Has anyone got a pen I could borrow?
For me (at least) beauty doesn't necessarily have to be the sort of thing you would put on a magazine cover. There are a thousand things which women around me do which I think are beautiful. It can be as simple as a particular smile, a turn of phrase, or an endearing gesture (such as putting your pencil into your bun, which I think is gorgeous), while others might see nothing particularly special.

Second, beauty is something I really aspire to. Perhaps it's because I had a rough time at school (as a sensitive child I was commonly picked on), I tend to equate beauty with popularity, and I am envious of people who are beautiful.

This is something which I have really struggled with. As I've mentioned before on this blog, it's not enough to look feminine: I really want to look pretty. I don't think that the camera is anywhere near as flattering as the mirror, but I also think the camera comes a lot closer to showing me what other people see when they look at me. I love to take photos when I'm dressed, and I can feel very flat afterward when I look at the photos and don't feel great about what I see.

Meanwhile it's hard not to feel even more dejected when I look at the Internet and see what seem to be thousands of gorgeous images of trans women, and I think that, in a month of Sundays, I could never look that good. I know I am not alone in feeling this. Even Hannah McKnight (whom I admire for many reasons) has posted lately about feeling this way, and I've had conversations with some of my Facebook friends about it. Sometimes I think: why should I even bother? What would be the point?

The third thing which I really noticed about my Hallowe'en friend is that she wasn't just looking spectacular, she was also acting differently. She was definitely acting more flirty, more sexy, especially in front of the camera. She was owning it. She was doing beauty.

So there I was, feeling awkward and foolish in my own costume, seeing my friend completely owning the Hallowe'en femme fatale thing, and knowing I will never look remotely as good. That was a potent stew of emotions indeed. My costume was no disgrace, and I could have been strutting around and posing like Conan the Barbarian--but honestly I just wanted to get it over with and go home.

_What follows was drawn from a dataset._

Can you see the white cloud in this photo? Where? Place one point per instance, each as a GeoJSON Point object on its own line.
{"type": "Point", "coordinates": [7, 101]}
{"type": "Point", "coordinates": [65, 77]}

I know that these feelings are temporary; that there will be times when I feel fantastic--both pretty and feminine--again. I am also enough of a realist to recognise that probably everyone feels a bit like this, when they try to compare themselves to others. And of course the people on the Internet post their best photos--of course they do!-- and they don't show you their mascara malfunctions or their bad hair days or their photos taken at unflattering angles.

Mind you, it's interesting to consider: if I were an attractive man, would I be less bothered about trying to look pretty as a woman? Would I be able to get some of that beauty "fix" in my male persona? It's impossible to know. If Timberland decides to pick up my modelling contract again, perhaps I will be able to let you know.